MPs recommend reducing the number of Lords
19 Nov 2018 01:21 PM
The Public Administration and Constitutional Affairs Committee has put its support behind the recommendations of the Lord Speaker’s committee on the size of the House, chaired by Lord Burns, reinforcing arguments that the growing size of the Lords is affecting the Chamber’s ability to function effectively.
Chair of the Committee, Sir Bernard Jenkin MP, yesterday said:
“The Burns report presents an opportunity to take the most obvious next step in the evolution of the House of Lords. The House of Lords is of vital importance to the UK’s political system, carrying out important scrutiny and revising functions, but it is a problem that the size of the Chamber continues to grow exponentially. My Committee is calling for the number of peers to be reduced, and then capped, at 600, as recommended in the Burns report. This is an urgent window of opportunity and the Government and other party leaders must seize this moment of consensus to ensure that the number of peers is reduced to 600 over the years ahead.”
The Committee calls for:
- The reduction and cap to the number of Members of the House of Lords to 600;
- The reduction of the number of peers at a faster rate than suggested in the Burns Report;
- New appointments should be allocated to party groups based on the results of the previous general election
- Appointing bodies to justify new appointments and for new peers to make a statement of intended contribution;
- Greater diversity of representation in the House of Lords;
- Commitment by the Prime Minister to the principle of “two-out one-in” to reduce the size of the House of Lords.
Reducing the number of Lords to 600
The Burns report was produced by a special committee of Lords and focuses on the size of the upper chamber.

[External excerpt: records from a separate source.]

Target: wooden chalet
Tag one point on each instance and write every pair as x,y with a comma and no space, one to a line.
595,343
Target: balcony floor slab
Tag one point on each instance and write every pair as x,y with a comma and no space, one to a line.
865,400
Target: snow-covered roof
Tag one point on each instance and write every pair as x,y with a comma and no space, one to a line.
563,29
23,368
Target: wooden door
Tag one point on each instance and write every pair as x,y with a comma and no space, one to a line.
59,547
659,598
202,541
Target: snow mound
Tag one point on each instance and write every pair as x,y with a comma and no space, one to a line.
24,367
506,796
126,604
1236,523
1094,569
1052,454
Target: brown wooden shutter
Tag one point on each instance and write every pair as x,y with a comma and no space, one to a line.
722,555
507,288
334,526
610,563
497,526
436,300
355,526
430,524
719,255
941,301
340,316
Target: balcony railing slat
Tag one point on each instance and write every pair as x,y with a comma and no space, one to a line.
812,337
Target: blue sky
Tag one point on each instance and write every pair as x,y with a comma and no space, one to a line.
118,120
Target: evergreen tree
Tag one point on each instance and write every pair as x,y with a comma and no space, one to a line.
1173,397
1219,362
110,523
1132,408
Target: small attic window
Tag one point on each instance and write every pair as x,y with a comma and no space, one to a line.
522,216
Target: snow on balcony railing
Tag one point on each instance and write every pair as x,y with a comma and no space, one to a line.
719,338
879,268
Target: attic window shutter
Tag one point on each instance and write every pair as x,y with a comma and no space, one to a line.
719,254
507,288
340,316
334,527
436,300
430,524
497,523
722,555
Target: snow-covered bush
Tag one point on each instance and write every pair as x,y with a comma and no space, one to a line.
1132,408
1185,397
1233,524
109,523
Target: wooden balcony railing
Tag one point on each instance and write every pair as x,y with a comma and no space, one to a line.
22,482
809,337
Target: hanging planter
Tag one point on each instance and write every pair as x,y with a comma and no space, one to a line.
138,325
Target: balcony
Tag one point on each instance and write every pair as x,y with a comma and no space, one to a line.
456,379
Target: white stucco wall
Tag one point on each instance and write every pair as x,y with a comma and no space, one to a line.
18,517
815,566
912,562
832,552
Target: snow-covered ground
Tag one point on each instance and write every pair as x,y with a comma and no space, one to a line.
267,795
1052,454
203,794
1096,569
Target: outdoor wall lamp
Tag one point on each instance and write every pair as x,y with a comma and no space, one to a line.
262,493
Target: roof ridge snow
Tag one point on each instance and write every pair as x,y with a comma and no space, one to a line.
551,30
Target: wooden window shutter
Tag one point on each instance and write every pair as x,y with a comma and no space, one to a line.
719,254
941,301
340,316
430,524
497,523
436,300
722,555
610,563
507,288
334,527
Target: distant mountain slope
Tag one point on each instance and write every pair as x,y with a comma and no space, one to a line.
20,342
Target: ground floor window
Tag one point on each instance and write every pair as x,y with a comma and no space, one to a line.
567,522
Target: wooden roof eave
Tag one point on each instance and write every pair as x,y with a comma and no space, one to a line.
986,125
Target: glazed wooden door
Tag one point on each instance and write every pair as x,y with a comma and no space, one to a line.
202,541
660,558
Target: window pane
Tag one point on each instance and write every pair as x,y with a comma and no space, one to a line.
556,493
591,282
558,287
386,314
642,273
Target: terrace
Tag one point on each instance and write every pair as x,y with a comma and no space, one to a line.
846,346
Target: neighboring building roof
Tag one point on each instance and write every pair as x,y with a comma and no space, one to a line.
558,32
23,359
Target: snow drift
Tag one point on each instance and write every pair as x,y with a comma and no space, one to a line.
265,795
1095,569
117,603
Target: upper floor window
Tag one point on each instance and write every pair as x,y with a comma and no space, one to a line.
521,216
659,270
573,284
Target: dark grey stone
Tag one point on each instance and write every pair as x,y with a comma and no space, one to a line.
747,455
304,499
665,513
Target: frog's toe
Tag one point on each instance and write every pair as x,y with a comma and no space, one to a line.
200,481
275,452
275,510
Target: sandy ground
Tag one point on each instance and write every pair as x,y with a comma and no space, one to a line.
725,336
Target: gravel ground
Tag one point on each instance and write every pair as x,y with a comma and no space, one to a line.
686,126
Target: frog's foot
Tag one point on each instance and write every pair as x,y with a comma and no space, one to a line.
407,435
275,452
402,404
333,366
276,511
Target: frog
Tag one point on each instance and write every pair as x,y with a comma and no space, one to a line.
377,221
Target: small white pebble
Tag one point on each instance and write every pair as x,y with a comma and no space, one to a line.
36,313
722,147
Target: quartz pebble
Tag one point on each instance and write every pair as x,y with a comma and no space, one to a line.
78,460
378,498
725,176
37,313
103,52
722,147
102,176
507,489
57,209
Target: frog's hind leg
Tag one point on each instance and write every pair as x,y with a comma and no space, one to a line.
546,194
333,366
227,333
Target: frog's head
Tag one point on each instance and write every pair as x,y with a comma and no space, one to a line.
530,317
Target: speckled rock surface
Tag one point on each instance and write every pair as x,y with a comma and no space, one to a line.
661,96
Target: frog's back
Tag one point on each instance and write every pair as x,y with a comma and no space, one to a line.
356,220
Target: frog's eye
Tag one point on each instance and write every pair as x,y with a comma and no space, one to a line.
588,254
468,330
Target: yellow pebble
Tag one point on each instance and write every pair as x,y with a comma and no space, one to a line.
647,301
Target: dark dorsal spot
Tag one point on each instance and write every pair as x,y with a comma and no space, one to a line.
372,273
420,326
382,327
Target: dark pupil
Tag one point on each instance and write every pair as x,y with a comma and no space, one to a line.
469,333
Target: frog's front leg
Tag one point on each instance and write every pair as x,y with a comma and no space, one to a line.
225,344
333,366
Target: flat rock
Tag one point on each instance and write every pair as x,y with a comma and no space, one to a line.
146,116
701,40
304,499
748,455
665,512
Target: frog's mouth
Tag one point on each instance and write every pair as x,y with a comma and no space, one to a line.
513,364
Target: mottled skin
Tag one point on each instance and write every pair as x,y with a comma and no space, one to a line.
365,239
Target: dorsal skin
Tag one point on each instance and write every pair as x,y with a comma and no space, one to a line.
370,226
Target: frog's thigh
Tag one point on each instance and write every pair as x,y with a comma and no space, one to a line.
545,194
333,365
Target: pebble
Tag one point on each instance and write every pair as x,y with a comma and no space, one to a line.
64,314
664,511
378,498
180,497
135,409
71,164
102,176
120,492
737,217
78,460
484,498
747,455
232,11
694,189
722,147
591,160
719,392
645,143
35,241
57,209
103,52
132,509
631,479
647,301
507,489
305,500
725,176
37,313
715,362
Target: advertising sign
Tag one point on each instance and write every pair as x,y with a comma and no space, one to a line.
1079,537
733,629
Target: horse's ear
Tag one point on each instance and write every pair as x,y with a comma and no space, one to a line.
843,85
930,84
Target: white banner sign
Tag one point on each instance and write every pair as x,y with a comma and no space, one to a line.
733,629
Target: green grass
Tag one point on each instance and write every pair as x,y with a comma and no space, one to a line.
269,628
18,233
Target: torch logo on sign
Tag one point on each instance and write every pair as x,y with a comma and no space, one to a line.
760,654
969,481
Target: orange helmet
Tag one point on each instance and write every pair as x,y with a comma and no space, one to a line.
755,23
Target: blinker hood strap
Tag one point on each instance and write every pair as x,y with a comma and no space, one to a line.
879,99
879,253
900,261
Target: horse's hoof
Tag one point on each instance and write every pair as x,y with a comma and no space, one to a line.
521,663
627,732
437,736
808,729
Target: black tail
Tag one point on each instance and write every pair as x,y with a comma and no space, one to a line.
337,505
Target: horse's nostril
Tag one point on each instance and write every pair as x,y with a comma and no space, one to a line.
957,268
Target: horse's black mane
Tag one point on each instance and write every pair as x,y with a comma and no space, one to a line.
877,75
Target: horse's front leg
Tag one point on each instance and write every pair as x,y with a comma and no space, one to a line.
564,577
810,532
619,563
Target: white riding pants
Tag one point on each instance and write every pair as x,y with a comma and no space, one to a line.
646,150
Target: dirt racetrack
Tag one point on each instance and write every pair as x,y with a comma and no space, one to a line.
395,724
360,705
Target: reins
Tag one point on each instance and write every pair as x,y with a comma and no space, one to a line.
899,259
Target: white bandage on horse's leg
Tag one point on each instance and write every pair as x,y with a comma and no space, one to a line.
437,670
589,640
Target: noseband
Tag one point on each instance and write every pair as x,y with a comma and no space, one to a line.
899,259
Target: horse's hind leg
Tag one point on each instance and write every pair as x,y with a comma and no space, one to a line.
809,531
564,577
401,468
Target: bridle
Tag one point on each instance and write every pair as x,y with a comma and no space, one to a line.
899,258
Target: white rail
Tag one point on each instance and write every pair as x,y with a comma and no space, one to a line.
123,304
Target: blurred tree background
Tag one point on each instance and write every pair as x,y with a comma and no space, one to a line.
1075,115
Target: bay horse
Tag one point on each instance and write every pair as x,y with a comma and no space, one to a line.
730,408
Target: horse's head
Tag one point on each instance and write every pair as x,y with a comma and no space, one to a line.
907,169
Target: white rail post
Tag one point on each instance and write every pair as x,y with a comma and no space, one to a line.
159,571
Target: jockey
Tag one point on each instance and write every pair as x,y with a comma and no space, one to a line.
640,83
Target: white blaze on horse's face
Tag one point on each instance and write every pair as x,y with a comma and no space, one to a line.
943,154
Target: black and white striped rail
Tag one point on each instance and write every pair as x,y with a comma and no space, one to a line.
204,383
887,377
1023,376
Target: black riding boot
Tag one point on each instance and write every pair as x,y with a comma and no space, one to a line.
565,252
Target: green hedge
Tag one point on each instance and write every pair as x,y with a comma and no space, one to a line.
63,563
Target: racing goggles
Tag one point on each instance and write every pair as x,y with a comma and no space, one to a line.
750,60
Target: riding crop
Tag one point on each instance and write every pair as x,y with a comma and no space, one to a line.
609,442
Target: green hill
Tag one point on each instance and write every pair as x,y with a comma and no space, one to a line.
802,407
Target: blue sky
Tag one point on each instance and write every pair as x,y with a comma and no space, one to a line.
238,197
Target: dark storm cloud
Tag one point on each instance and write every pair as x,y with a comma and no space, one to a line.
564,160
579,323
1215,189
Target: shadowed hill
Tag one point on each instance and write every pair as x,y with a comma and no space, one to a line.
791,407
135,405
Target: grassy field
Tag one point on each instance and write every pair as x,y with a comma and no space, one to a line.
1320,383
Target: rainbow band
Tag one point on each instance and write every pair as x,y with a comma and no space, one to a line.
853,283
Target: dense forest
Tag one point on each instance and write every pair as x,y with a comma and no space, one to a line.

The central recommendation made by the Burns Report is that the size of the House of Lords should be reduced to, and capped at, 600 members. The Burns Report was broadly welcomed in the House of Lords. In this follow-up report, the House of Commons Public Administration and Constitutional Affairs Committee stresses that “addressing the size of the House of Lords is an urgent political priority which must not be delayed.” The Committee expresses concern that the House of Lords’ growing size is having a direct impact on the Chamber's ability to fulfil its essential duties.
Reduce the number of Lords at a quicker rate
The Burns Report proposal for reducing the size of the House of Lords would take 11 years to reduce the number to 600. The Committee goes further, arguing that a tighter timetable for reform should be followed, and that party leaders should agree to strict retirement targets. The Committee’s report also endorses the ‘two-out one-in’ principle as an effective method of reducing the size of the Chamber.
The Burns report proposes that all new appointments should be allocated according to a formula that combines the number of seats won in the House of Commons with the proportion of the national vote at the previous general election. The Committee fully supports this recommendation, which sets out the constitutional convention that appointments to the House of Lords should reflect the results of the most recent general election, which our predecessor Committees have advocated for previously.
Introduce a verification process for new Lords
The Burns Report proposed that the House of Lords Appointments Commission should be tasked with "ensuring that all nominees are aware, before they accept a peerage, of what being an active member of the House of Lords entails.” The Public Administration and Constitutional Affairs Committee supports this recommendation and additionally recommends that Lords nominees should make a written statement prior to their nomination being approved. This should set out how they intend to contribute to the work of the House of Lords, in particular to the scrutiny of Bills and other legislation, and in general to the work of the Committees of the House.
Monitor the representation of minority groups in the Lords
There is widespread concern about the lack of diversity in the House of Lords. The Committee’s report notes that the current make-up of the House of Lords “does not reflect the country which it serves” and recommends that new appointments should better reflect wider society in areas such as gender, region, ethnicity and religion. The Committee recommends that the Lords Appointments Commission should monitor and report on the diversity of nominees and peers for all groups.